Maggie Nelson

Writer Class of 2016
Portrait of Maggie Nelson

Rendering pressing issues of our time into portraits of day-to-day experience in works of nonfiction marked by dynamic interplay between personal experience and critical theory.

location icon Location
Valencia, California
age iconAge
43 at time of award

About Maggie's Work

Maggie Nelson is a writer forging a new mode of nonfiction that transcends the divide between the personal and the intellectual and renders pressing issues of our time into portraits of day-to-day lived experience. Nelson’s five book-length works of nonfiction are grounded in experiences and topics with which she is struggling.
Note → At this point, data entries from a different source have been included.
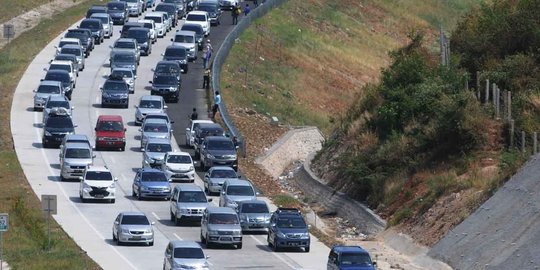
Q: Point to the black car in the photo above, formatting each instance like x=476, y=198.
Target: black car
x=115, y=92
x=176, y=53
x=167, y=86
x=142, y=35
x=58, y=125
x=96, y=27
x=199, y=32
x=118, y=11
x=95, y=9
x=63, y=77
x=167, y=68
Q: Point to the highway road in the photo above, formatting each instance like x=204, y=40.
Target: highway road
x=90, y=224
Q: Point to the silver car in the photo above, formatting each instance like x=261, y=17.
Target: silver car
x=44, y=90
x=254, y=216
x=149, y=104
x=154, y=128
x=221, y=225
x=133, y=227
x=184, y=255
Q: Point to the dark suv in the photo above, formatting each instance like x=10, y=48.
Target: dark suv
x=167, y=86
x=288, y=230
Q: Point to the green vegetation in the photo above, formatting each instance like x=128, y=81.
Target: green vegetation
x=25, y=243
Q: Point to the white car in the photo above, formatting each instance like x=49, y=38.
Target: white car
x=97, y=183
x=201, y=18
x=190, y=131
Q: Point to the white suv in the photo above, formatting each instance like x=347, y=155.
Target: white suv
x=98, y=183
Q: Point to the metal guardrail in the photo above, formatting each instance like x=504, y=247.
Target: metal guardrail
x=243, y=23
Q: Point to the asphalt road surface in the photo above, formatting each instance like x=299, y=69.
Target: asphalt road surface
x=90, y=224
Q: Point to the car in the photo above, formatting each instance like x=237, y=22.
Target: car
x=149, y=104
x=58, y=125
x=107, y=23
x=236, y=190
x=110, y=132
x=115, y=92
x=53, y=102
x=254, y=216
x=63, y=77
x=118, y=11
x=166, y=86
x=187, y=40
x=201, y=18
x=177, y=53
x=216, y=176
x=188, y=202
x=164, y=68
x=184, y=255
x=76, y=51
x=125, y=45
x=96, y=27
x=151, y=183
x=159, y=20
x=190, y=131
x=154, y=152
x=220, y=225
x=178, y=166
x=133, y=227
x=343, y=257
x=142, y=35
x=288, y=229
x=199, y=33
x=154, y=128
x=97, y=183
x=74, y=159
x=128, y=76
x=44, y=90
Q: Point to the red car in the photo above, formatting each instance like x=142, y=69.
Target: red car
x=110, y=132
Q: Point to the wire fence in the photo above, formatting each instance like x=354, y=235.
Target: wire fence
x=221, y=56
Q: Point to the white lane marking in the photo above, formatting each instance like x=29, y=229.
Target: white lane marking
x=51, y=172
x=275, y=254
She invites the reader into her process of thinking through and making sense of her unique concerns with the help of feminist and queer theory, cultural and art criticism, philosophy and psychology.
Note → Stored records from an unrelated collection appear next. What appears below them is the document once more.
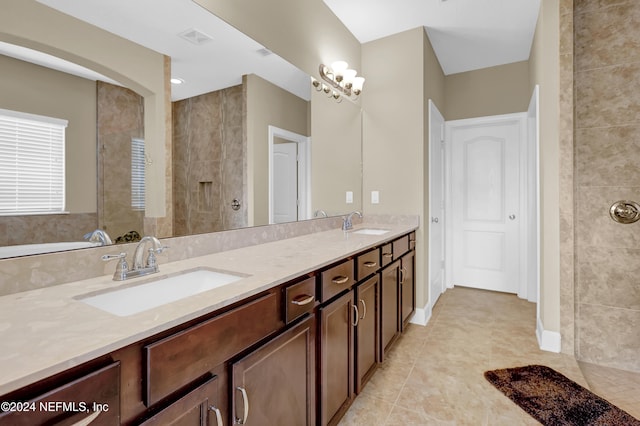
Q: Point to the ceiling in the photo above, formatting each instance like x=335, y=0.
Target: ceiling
x=465, y=34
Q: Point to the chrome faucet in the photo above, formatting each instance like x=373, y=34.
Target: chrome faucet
x=140, y=267
x=346, y=220
x=98, y=236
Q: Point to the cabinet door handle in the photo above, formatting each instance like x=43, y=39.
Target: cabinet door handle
x=303, y=299
x=341, y=279
x=356, y=317
x=245, y=403
x=218, y=415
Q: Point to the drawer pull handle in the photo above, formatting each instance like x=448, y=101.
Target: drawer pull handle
x=356, y=316
x=245, y=403
x=303, y=299
x=218, y=415
x=340, y=279
x=364, y=309
x=88, y=419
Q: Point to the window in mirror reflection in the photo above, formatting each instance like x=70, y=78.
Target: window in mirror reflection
x=137, y=174
x=32, y=161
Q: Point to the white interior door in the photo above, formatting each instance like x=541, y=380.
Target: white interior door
x=486, y=202
x=285, y=182
x=284, y=165
x=436, y=204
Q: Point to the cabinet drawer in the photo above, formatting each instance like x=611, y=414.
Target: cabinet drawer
x=94, y=398
x=177, y=360
x=400, y=247
x=386, y=256
x=299, y=299
x=337, y=279
x=368, y=263
x=200, y=406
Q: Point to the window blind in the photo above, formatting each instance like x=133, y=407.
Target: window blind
x=137, y=174
x=32, y=163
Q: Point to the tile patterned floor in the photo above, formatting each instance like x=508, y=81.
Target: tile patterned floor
x=434, y=374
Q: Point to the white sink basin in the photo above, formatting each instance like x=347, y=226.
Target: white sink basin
x=371, y=231
x=159, y=291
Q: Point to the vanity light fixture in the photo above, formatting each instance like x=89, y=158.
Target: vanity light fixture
x=341, y=81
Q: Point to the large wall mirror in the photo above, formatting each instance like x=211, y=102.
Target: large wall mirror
x=219, y=159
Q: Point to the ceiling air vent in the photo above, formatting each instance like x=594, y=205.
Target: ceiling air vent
x=264, y=52
x=194, y=36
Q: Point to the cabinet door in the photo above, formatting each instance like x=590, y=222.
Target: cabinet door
x=407, y=287
x=390, y=322
x=336, y=355
x=199, y=407
x=275, y=384
x=367, y=330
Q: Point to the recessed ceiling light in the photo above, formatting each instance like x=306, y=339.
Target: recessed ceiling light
x=195, y=36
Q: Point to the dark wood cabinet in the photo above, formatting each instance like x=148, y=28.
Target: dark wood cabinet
x=389, y=310
x=407, y=288
x=200, y=407
x=295, y=354
x=275, y=384
x=181, y=358
x=367, y=296
x=336, y=358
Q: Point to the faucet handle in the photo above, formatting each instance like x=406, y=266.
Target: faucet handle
x=122, y=267
x=151, y=258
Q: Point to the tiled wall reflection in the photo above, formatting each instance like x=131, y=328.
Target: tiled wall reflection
x=120, y=119
x=208, y=162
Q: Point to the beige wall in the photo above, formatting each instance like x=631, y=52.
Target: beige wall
x=30, y=24
x=395, y=155
x=267, y=105
x=37, y=90
x=306, y=33
x=336, y=155
x=544, y=71
x=497, y=90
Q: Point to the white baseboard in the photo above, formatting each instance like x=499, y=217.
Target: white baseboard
x=548, y=340
x=421, y=316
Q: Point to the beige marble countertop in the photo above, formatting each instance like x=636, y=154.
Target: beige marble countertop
x=46, y=331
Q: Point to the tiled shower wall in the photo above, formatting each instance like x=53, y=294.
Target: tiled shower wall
x=209, y=162
x=120, y=118
x=16, y=230
x=607, y=159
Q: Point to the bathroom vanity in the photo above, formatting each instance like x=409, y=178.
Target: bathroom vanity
x=291, y=343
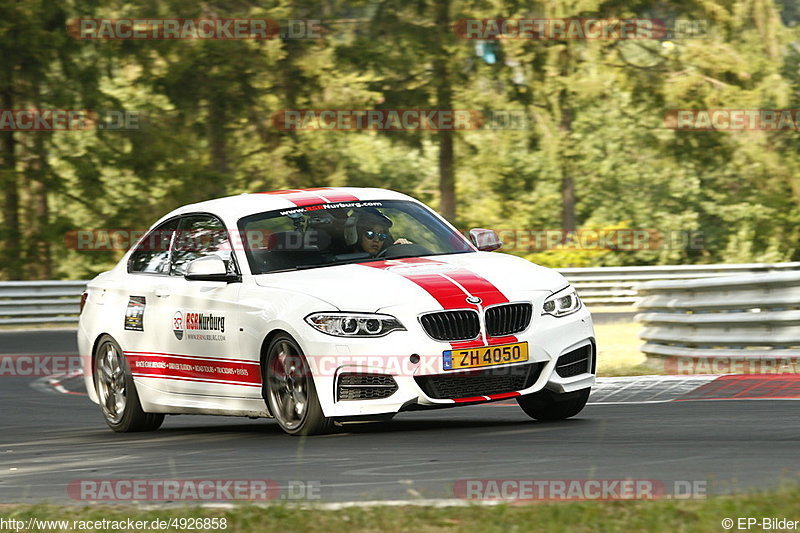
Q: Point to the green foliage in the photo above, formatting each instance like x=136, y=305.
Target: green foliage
x=595, y=112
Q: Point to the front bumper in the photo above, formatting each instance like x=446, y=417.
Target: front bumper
x=549, y=338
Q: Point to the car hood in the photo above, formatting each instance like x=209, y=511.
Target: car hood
x=431, y=282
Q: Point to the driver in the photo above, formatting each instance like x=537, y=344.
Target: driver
x=371, y=232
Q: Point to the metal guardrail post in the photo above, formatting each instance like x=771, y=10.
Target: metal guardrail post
x=746, y=316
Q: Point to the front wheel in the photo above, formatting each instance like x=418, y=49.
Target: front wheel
x=548, y=405
x=116, y=391
x=291, y=395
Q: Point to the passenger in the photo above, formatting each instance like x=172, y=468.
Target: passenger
x=372, y=239
x=369, y=232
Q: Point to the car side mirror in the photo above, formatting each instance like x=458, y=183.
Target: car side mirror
x=485, y=240
x=210, y=268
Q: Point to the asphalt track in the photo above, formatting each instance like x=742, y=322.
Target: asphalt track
x=50, y=439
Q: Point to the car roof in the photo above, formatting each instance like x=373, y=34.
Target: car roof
x=235, y=207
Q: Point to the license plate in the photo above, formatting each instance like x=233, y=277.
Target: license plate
x=485, y=356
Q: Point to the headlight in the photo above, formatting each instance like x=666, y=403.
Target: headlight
x=564, y=302
x=354, y=324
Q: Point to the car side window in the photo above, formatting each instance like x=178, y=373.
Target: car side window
x=152, y=255
x=199, y=236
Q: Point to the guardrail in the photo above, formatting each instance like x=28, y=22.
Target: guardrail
x=619, y=285
x=40, y=302
x=46, y=302
x=747, y=316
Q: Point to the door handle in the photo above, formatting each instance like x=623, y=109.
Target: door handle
x=162, y=292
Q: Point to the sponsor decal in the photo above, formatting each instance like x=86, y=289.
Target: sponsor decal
x=198, y=326
x=134, y=314
x=177, y=325
x=194, y=368
x=338, y=205
x=203, y=322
The trial of the suspected murderer of her aunt serves as the jumping off point for Nelson’s exploration of sexual violence and media spectacle in The Red Parts (2007). In The Art of Cruelty (2011), she mines the thinking of Antonin Artaud, Hannah Arendt, Susan Sontag, and other art and literary critics in her consideration of the aesthetic use of cruelty that characterizes much of twentieth-century avant-garde art. Raw emotion and the needs, habits, and desires of the body drive Bluets (2009)—a philosophical meditation on the color blue, the end of a relationship, and a friend’s grievous injury—and The Argonauts (2015), in which Nelson recounts her transition into motherhood and the evolution of her relationship with the artist Harry Dodge. She weighs her experience—physical, emotional, and intellectual—of creating queer family against and through the work of philosophers, linguists, feminist and queer theorists, developmental psychologists, artists, and cultural critics.
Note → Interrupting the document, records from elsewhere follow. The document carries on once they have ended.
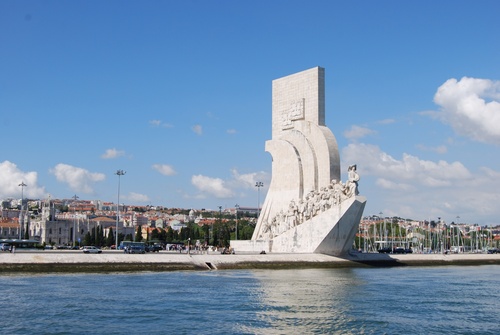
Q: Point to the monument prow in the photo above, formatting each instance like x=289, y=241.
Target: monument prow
x=307, y=208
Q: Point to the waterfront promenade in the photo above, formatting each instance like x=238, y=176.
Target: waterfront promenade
x=111, y=260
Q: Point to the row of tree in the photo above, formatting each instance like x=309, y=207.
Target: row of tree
x=219, y=234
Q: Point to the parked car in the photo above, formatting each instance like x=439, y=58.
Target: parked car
x=135, y=249
x=153, y=248
x=91, y=250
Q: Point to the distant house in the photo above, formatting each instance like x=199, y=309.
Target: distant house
x=177, y=225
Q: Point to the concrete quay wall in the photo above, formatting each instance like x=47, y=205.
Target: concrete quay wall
x=115, y=261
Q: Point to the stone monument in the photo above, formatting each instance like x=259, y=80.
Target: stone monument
x=307, y=208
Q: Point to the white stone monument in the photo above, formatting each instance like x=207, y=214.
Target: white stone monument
x=307, y=208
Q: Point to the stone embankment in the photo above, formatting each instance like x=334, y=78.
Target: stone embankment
x=114, y=261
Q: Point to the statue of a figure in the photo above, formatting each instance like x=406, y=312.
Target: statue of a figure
x=353, y=177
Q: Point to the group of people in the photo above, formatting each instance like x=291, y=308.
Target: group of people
x=314, y=203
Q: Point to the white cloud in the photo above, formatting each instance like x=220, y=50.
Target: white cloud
x=112, y=153
x=409, y=168
x=164, y=169
x=212, y=186
x=78, y=179
x=133, y=197
x=10, y=178
x=440, y=149
x=471, y=107
x=197, y=129
x=387, y=121
x=357, y=132
x=159, y=123
x=411, y=187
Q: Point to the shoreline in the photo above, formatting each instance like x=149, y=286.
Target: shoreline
x=116, y=261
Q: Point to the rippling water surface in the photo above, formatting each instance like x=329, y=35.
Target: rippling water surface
x=413, y=300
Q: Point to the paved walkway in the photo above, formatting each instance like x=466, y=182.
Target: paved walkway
x=64, y=261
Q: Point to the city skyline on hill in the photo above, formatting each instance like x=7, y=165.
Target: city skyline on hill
x=178, y=95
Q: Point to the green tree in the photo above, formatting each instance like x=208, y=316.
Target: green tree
x=87, y=239
x=138, y=234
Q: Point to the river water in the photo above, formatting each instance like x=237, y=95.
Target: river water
x=401, y=300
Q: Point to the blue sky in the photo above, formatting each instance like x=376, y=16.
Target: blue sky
x=178, y=94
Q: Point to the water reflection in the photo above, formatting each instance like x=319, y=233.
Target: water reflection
x=302, y=301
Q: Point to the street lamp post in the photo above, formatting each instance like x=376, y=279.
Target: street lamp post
x=258, y=184
x=74, y=219
x=21, y=221
x=119, y=173
x=236, y=232
x=220, y=222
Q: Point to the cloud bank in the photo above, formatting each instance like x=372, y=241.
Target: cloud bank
x=471, y=107
x=78, y=179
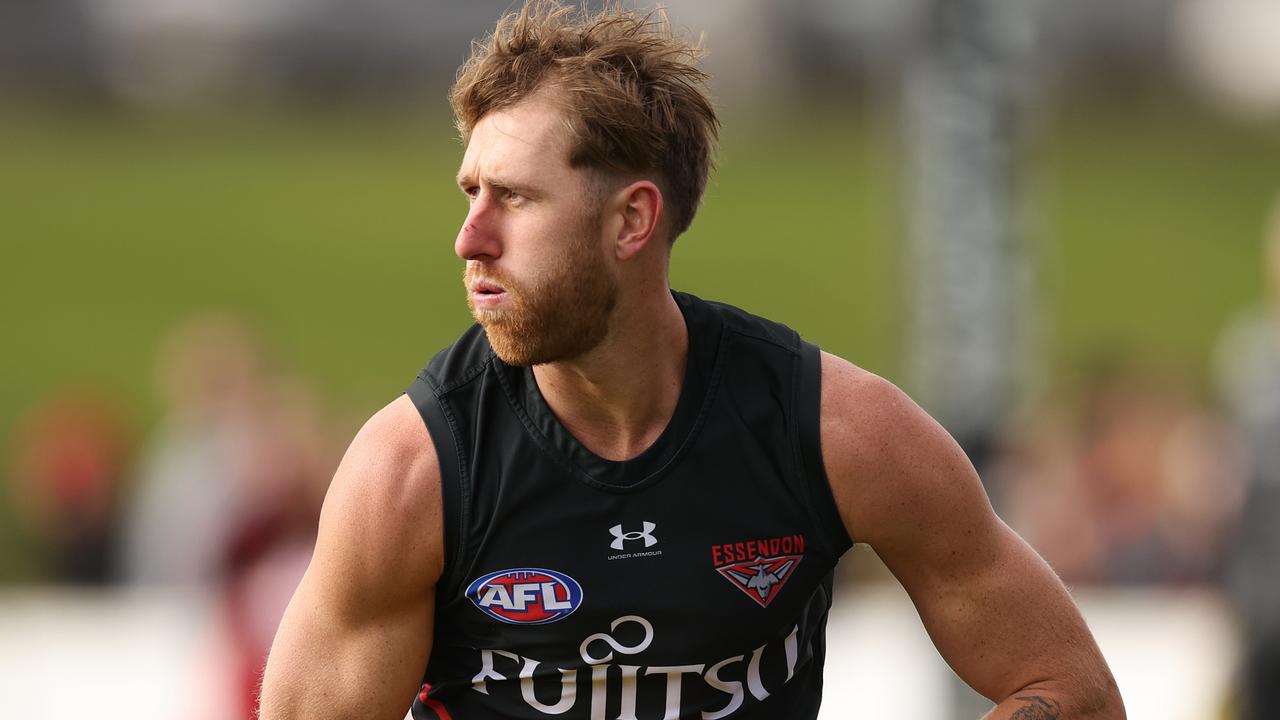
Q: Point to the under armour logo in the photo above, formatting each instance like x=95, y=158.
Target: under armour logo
x=620, y=537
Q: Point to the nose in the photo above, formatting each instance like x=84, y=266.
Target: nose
x=478, y=238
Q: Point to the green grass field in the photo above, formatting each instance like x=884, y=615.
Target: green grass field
x=334, y=237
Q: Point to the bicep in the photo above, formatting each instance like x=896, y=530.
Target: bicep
x=995, y=610
x=356, y=637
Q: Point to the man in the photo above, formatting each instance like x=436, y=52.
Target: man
x=609, y=500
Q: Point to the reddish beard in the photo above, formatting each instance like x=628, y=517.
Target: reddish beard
x=554, y=317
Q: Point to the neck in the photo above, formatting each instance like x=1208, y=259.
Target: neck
x=618, y=397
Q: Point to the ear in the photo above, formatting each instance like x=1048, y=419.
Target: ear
x=640, y=212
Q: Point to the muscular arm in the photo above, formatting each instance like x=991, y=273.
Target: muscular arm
x=992, y=606
x=357, y=633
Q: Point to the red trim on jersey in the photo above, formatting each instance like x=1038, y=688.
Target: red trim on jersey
x=438, y=709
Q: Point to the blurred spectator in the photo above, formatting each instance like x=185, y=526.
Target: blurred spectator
x=69, y=455
x=1142, y=486
x=231, y=486
x=1248, y=370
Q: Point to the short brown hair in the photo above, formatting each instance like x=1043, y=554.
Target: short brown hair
x=638, y=103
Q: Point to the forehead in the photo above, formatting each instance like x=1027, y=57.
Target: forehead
x=530, y=137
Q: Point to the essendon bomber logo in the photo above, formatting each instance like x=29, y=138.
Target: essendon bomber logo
x=526, y=596
x=759, y=568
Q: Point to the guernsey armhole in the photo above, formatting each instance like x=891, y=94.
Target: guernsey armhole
x=809, y=432
x=439, y=427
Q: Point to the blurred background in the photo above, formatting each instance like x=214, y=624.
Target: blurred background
x=225, y=238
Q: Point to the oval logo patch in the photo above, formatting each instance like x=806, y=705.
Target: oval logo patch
x=526, y=596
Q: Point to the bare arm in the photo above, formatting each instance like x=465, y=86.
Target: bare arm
x=992, y=606
x=357, y=633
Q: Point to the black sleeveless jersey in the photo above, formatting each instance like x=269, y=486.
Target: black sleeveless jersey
x=690, y=582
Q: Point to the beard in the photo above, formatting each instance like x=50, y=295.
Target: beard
x=557, y=315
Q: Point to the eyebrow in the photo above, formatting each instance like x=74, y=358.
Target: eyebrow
x=464, y=181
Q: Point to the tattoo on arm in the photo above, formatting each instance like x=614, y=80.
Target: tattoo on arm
x=1037, y=709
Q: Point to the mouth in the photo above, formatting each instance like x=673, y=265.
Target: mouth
x=487, y=288
x=487, y=294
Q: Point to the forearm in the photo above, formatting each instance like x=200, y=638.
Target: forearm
x=1042, y=703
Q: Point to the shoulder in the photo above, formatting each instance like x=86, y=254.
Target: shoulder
x=383, y=518
x=739, y=322
x=886, y=459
In all of her work, Nelson remains skeptical of truisms and ideologies and continually challenges herself to consider multiple perspectives. Her empathetic and open-ended way of thinking—her willingness to change her mind and even embrace qualities of two seemingly incompatible positions—offers a powerful example for how very different people can think and live together. Through the dynamic interplay between personal experience and critical theory, Nelson is broadening the scope of nonfiction writing while also offering compelling meditations on social and cultural questions.

Biography

Maggie Nelson received a B.A. (1994) from Wesleyan University and a Ph.D. (2004) from the Graduate Center of the City University of New York. Since 2005, she has been a member of the School of Critical Studies at the California Institute of the Arts, where she currently serves as director of the Creative Writing Program. Nelson has also taught literature and writing at numerous universities and workshops, including the New School, Pratt Institute of Art, and the Tin House Summer Writers Workshop. Her additional publications include a critical study of poetry and painting entitled Women, the New York School, and Other True Abstractions (2007) and the poetry collections Something Bright, Then Holes (2007), Jane: A Murder (2005), The Latest Winter (2003), and Shiner (2001).